Nkemdiche has held pre-draft visits and private meetings with some 20 teams. In the last two weeks, he’s visited, among others, the San Diego Chargers, Oakland Raiders, Jacksonville Jaguars and Baltimore Ravens. He’ll meet with the New Orleans Saints on Tuesday.
The questions he’s facing center on his December arrest following a fall from an Atlanta hotel room, as well as his NFL Combine comments, where he admitted to taking plays off and “lazy” tendencies. He also never broke the 30-tackle mark despite starting 35 games over three years in Oxford.
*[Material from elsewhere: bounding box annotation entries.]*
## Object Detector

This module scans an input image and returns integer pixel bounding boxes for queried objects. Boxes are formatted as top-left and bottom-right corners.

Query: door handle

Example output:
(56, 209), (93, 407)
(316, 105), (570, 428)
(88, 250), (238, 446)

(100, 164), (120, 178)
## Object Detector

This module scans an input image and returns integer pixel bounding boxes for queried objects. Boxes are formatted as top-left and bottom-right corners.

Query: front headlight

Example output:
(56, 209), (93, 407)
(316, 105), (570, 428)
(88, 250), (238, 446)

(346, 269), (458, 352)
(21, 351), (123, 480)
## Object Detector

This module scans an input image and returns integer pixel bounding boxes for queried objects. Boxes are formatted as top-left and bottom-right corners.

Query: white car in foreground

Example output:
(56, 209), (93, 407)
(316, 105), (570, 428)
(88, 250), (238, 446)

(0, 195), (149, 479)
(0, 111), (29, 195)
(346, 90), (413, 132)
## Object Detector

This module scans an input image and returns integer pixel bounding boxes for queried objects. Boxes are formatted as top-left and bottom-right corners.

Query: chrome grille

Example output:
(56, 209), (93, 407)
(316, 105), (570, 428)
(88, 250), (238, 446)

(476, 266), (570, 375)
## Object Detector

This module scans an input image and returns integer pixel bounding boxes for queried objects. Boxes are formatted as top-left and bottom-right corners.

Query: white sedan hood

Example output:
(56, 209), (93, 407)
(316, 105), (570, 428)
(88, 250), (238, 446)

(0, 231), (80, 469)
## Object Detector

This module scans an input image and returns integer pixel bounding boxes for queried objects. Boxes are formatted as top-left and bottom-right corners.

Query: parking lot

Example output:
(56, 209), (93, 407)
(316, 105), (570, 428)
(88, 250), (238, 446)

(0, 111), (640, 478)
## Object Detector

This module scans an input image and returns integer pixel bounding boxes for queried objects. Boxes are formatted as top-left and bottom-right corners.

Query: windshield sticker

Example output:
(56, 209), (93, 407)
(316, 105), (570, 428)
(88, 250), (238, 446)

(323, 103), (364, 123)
“What he said at the combine is tough to get out of your head,” Brugler said. “The question was about his talent and his production on the field. The question didn’t even include the word lazy. Robert used the word lazy. It’s kind of hard to forget. But he’s a trimmed, well-conditioned athlete. Broad shoulders, muscular frame. Balanced athlete with excellent flexibility and bend. He’s explosive. He can launch himself with cat-like quickness. He has a quick trigger. He tends to play too fast at times, a little bit out of control. That hurts his ability to break down in tight areas. But he has the skillful ability to cross the face of blockers, use his hip action to sink or redirect. Active hands, keeps himself free, plays low to the ground with leverage.
“There’s so much you like about just his movement skills. I think that’s what NFL teams love about him. You do have to worry about the lack of production. When you talk about prospects, the golden rule is you want traits over production. Traits are far more important than your college production. But at the same time, for Nkemdiche, as talented as he is, 35 starts and only seven sacks. That is a little bit alarming. You want to see him get home a little bit more. At the same time, he is seeing a lot of doubles, he is impacting what the offense is doing in the pocket just by his presence out there. On film, you see an outstanding player (that) as long as he’s helping and as long as he’s firing on all cylinders, he’s going to make an impact in the game.”